If U.S. conservatives have made any useful contribution to anti-poverty policy, it’s driving home this crucial point: family structure matters. The whole vicious cycle of intergenerational poverty usually begins with teen pregnancy and unwed births.
Yet House Republicans this week proposed to gut federal programs that aim at reducing teen pregnancies. How do conservatives square their antipathy to such programs with their understanding of the risks and disadvantages of growing up in poor families headed by unmarried mothers?
You might think the answer is obvious: Mistrustful of government in general, Republicans don’t believe it knows how to do anything as complicated as promoting responsible sexual behavior. Ok, but the same Republicans who called for cutting spending on prevention programs also voted to boost spending on federal abstinence programs.
So let me get this straight: Republicans believe that Washington is hopelessly incompetent when it comes to encouraging young girls to take every precaution against an unwanted pregnancy, but masterful in persuading them not to have sex at all. There’s little evidence to support this view, but in the GOP of Norquist and Bachmann, facts are no match for dogma.

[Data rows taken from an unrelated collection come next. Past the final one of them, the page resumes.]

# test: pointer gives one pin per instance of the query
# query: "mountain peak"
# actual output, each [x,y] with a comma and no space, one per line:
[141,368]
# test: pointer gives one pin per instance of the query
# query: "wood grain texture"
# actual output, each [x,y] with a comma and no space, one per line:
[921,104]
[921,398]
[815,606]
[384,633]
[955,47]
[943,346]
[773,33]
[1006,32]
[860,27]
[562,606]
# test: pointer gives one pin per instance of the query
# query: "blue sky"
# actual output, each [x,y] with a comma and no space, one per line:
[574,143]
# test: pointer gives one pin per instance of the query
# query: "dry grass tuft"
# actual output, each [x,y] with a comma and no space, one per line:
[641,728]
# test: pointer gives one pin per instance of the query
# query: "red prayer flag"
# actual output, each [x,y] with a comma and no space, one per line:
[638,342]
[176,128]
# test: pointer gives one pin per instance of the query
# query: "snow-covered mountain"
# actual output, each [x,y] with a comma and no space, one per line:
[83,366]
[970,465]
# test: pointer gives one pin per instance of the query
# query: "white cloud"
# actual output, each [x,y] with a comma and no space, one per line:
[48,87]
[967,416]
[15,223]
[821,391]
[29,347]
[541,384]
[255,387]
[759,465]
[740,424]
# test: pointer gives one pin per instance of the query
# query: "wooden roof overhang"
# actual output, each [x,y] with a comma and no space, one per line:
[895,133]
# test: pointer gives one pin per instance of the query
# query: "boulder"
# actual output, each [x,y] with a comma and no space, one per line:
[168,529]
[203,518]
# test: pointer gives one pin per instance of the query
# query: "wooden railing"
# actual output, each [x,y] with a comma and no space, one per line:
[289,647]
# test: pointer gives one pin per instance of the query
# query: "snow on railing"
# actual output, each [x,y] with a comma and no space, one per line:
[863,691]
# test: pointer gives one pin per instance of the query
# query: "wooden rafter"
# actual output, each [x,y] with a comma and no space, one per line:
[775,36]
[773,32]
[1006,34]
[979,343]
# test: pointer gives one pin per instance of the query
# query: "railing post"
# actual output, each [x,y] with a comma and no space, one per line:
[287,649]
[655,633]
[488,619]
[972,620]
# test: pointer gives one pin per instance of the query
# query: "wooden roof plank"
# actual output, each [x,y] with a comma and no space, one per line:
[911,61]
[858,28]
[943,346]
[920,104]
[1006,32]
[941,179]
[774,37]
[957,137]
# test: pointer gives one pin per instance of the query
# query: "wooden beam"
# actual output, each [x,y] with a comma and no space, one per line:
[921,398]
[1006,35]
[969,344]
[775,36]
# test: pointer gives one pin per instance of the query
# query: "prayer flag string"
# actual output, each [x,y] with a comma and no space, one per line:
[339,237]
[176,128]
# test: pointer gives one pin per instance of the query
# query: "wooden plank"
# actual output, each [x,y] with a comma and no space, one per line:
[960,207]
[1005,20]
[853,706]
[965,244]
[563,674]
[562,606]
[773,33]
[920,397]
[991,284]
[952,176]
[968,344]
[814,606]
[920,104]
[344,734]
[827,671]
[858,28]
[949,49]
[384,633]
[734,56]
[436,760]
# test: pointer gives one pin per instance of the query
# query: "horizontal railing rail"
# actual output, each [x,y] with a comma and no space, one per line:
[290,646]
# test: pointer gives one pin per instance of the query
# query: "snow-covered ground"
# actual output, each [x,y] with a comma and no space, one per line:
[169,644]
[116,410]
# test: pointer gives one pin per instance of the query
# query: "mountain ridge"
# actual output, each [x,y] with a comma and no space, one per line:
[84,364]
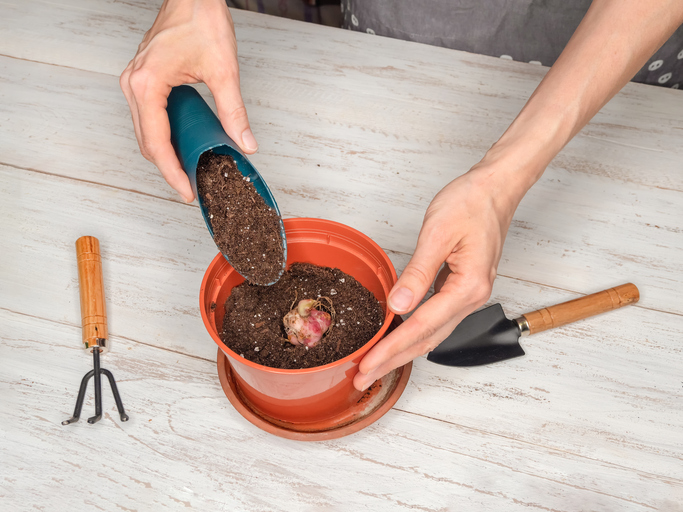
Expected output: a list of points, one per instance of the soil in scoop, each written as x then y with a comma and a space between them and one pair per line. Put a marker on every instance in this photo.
245, 228
253, 328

Here’s what happened: On Wednesday, a House Appropriations subcommittee voted out a bill that slashed funding for the Teen Pregnancy Prevention Program (TPPP) from $105 to $20 million in FY 2013. At the same time, it increased spending on abstinence-only programs from $5 to $20 million. This is political catnip to social conservatives, who believe government’s only legitimate role is to encourage kids to “just say no” to sex.
According to the authoritative National Campaign to Prevent Teen and Unplanned Pregnancy, the TPPP programs are strictly evidence-based. Prevention programs that don’t produce measurable changes in teen’s behavior don’t get funded. In contrast, subcommittee Republicans put no such requirements on the new funding for abstinence-only programs.

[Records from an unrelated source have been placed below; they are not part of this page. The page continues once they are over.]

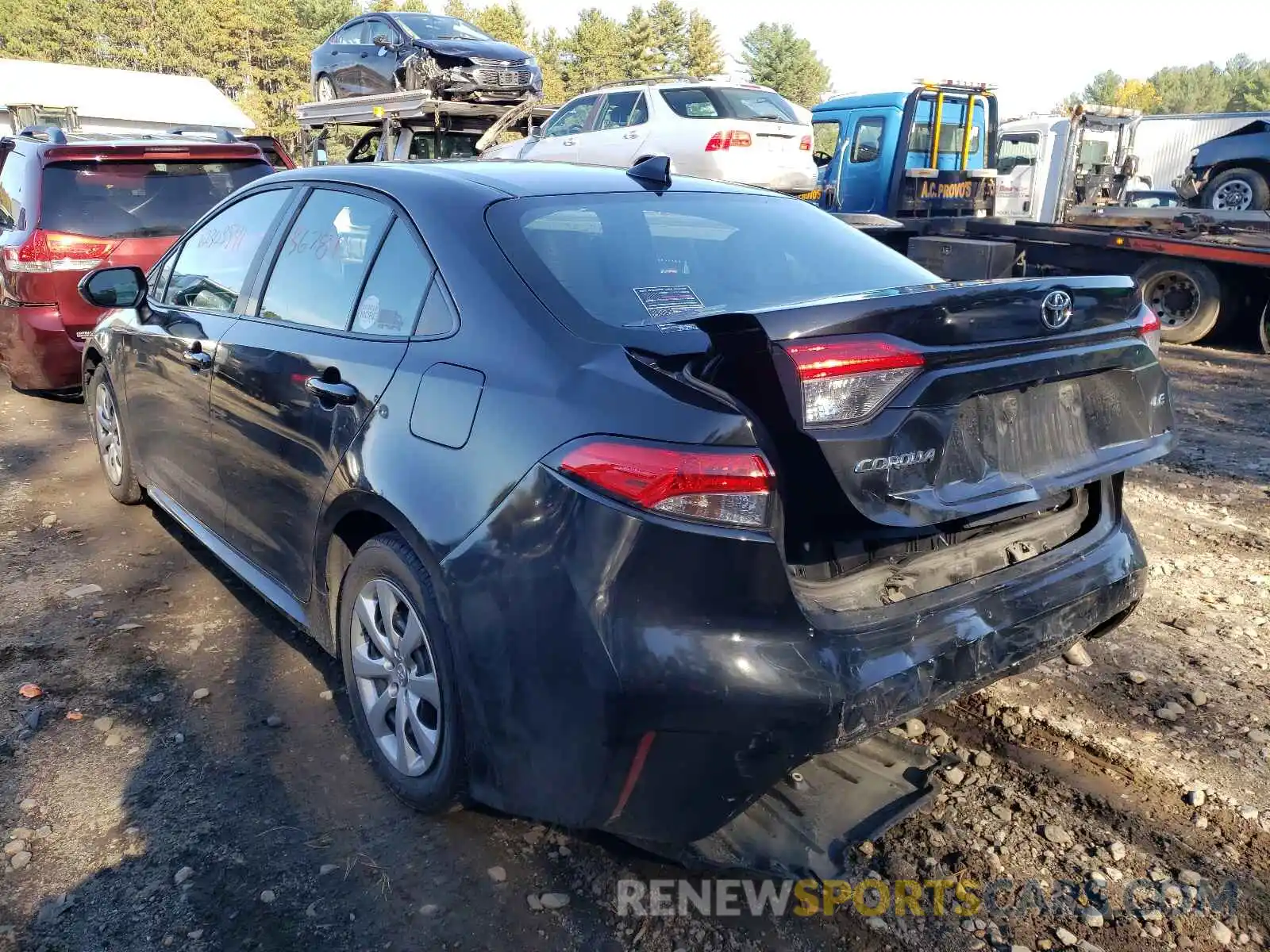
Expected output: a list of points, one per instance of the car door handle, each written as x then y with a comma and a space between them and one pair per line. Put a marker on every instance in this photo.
337, 393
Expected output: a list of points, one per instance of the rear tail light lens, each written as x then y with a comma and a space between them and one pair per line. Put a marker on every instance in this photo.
725, 488
849, 381
732, 139
1149, 329
48, 251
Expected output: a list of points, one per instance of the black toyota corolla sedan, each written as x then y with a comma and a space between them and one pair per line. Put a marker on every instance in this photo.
625, 501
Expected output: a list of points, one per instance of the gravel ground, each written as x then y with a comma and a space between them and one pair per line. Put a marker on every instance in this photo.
187, 778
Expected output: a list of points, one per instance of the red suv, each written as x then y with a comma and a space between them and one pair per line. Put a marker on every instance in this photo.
70, 203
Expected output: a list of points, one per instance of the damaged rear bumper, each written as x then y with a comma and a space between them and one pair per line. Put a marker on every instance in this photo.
625, 674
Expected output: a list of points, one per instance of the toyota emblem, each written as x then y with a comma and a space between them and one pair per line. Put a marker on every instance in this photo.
1056, 310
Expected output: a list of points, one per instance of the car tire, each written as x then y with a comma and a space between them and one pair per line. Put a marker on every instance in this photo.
111, 438
393, 714
1187, 296
1237, 190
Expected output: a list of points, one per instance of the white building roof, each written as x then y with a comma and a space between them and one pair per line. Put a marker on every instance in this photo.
120, 94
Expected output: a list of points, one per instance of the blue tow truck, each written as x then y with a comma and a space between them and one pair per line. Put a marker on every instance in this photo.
922, 154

As it happens, I think abstinence is a good message for teen girls. The Campaign notes that abstinence education is part of some of the TPPP programs that would lose funding if the House gets its way. But it’s hardly foolproof, and it’s not part of many programs that have proven effective in reducing teen pregnancies. These generally offer information, education and counseling to help kids understand why and how to avoid pregnancy (through some mix of delaying sex or using contraception if they are having sex). They don’t actually offer teens contraceptives. Cutting their funding will hardly dent the national debt, but it will lead to higher rates of teen pregnancy.
The subcommittee proposal may go to the full House Appropriations Committee next week. It also eliminates entirely the $294 million Title X Family Planning Program, and, for good measure, bars funding to implement various provisions of the Affordable Care Act (aka, “Obamacare”) including those that help prevent unintended pregnancy.
Fortunately, there’s zero chance that the Senate (which already has passed a bill that keeps TPPP funding intact) will go along with House GOP’s jihad against federal pregnancy prevention efforts. In fact, it’s tempting to dismiss the whole thing as a yet another empty exercise in Tea Party posturing and pressure group pandering.
But this small episode highlights a besetting liability for today’s radicalized Republican Party: an unwillingness to test its ideological or moral preconceptions against actual evidence about how public policies work. This “faith based” approach to policy making – or willful ignorance – will likely be the Tea Party’s downfall.